Today is a better day. I'm still sad, but I'm not crying right now anyway. I'm more rested after a full night's sleep and not getting up at 0:chicken:30.
Yesterday with Nick was tough, especially when we didn't get the scan results until about 2:30/3:00. That made for a long day. The delay was nothing major on our part, but my imagination took hold. My imagination went from the doctor being delayed with another patient (which is what happened), to the doctor waiting for a surgeon to come talk to us about the results and what surgical options we needed to look at (has happened before). It turned out okay.
I wish the results were better, but I can see God's hands at work here. Nick isn't cancer free, but he is stable. Nick is still healed from the masses in his digestive tract. Nick's immune system issues aren't resolved, but we are able to give him some medicine to help. All of these are miracles within themselves, and I am thankful.
We saw Nick's GI doctor yesterday while Nick was trying to choke down the "motor oil" tasting stuff for his scans. He wants us to schedule Nick for another scope procedure...soon. I don't know when we'll be doing it. I know this is something Nick will have to do FOREVER, but I still have trouble with it. I hate for Nick to go through something else. We have watched him go through things that would make adults cringe. It's hard.

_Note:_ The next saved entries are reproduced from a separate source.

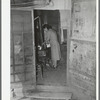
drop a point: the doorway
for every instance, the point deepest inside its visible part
(45, 73)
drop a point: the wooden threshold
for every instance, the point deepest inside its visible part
(49, 95)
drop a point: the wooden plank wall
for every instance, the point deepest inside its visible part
(82, 69)
(21, 48)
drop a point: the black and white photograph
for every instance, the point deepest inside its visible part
(53, 50)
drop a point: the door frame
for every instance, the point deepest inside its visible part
(68, 44)
(33, 42)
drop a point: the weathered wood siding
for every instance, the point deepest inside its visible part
(22, 69)
(82, 70)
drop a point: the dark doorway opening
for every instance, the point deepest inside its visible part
(45, 74)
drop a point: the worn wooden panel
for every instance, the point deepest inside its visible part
(83, 58)
(29, 76)
(82, 69)
(19, 69)
(27, 39)
(17, 27)
(17, 18)
(27, 27)
(18, 49)
(29, 68)
(21, 47)
(11, 69)
(84, 20)
(11, 78)
(28, 60)
(28, 50)
(27, 18)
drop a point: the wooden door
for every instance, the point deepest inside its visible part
(23, 72)
(82, 65)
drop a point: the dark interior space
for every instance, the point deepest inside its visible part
(46, 74)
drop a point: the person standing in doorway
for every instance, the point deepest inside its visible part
(50, 37)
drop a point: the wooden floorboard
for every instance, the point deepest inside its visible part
(50, 95)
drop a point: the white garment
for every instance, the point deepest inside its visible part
(51, 37)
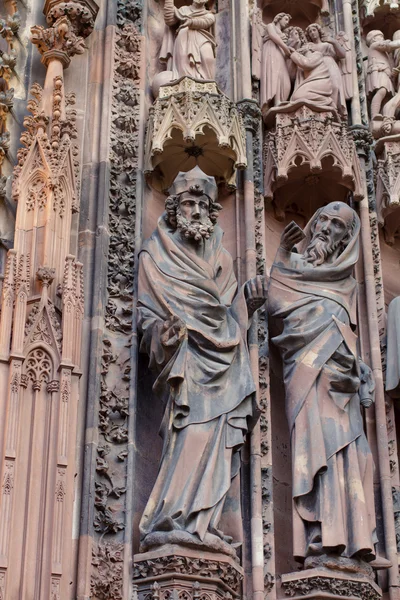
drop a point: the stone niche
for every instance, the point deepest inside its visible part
(193, 123)
(176, 573)
(310, 159)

That's about it for right now. Keith has a doctor's appointment to check his blood sugar issues this morning. 5 years of almost nonstop chemo has made him a diabetic. The doctor changed him over to insulin shots about 6 weeks ago. We find out today how well the shots are working. There's a little blood test they do that tells the doctor what your blood sugar has been running over the last three months. Can't cheat on that one!
Thank you again for the thoughts and prayers.